The answers to these questions vary and they are not so straightforward, depending on your country of origin. In Africa, the colonial past greatly influences language use. English, French, Portuguese, Spanish and Afrikaans are all present and not by choice. The debate about a new African lingua franca, to replace colonial languages, is continuously present on the continent, but there is a good chance that the official introduction of one or other would cause further issues. In Africa indigenous languages are still present but in some other one-time colonies the devastation was such that people now can only speak their colonizers’ language for their is nothing else they could relate to. They carry on the surnames too, once given to their ancestors by the oppressors. The remnants of local languages or those developed as a result of the slave trade are still there in many of these countries, but it’s far from how it would be without the European intervention.
In big part of Asia, Russia and China are two powers that re-organized the traditional language map in the past century. The language use of minorities forced to live under Chinese leadership, is increasingly restricted. Tibetans, Mongolians and Uyghurs face retaliation for simply wanting to use their mother tongues.
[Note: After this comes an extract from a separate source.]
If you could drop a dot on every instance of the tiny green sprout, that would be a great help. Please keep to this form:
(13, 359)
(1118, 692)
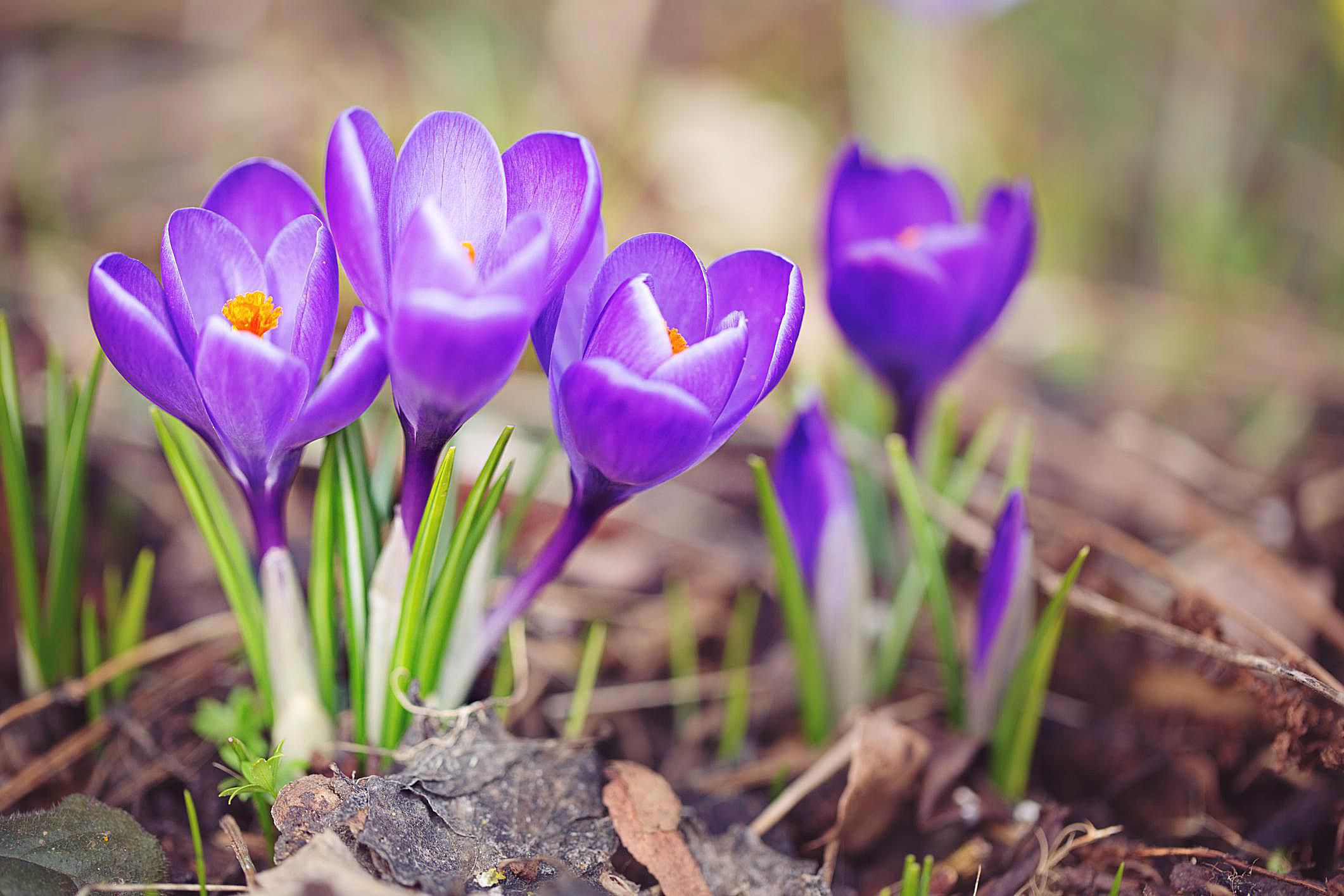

Not only in education and at work, but at home within their own families.
In Europe, language rights are enshrined in various policies and charters. Linguistic diversity seems to be the base of our societies but there are tensions between various ethnicities and this affects the situation of languages too.
We have to keep in mind that languages die out quickly. Human interactions, business relationships, migration and large scale globalization all affect our language use and may result in the extinction of one or other. Besides, languages with more speakers are favoured compared to the languages of minority groups, and no charter can provide full protection. What’s the point of trying to promote and protect certain languages then? As long as there is one remaining representative of a language, anyone who feels whole only by using their native tongue, we must allow them to use it freely without restrictions. The value of diversity is unquestionable and it applies to language use too. Every language is a treasure-house, it provides an insight into ways of thinking, traditions, customs and history. Without understanding our past, we cannot fully live in the present or think about a worthwhile future.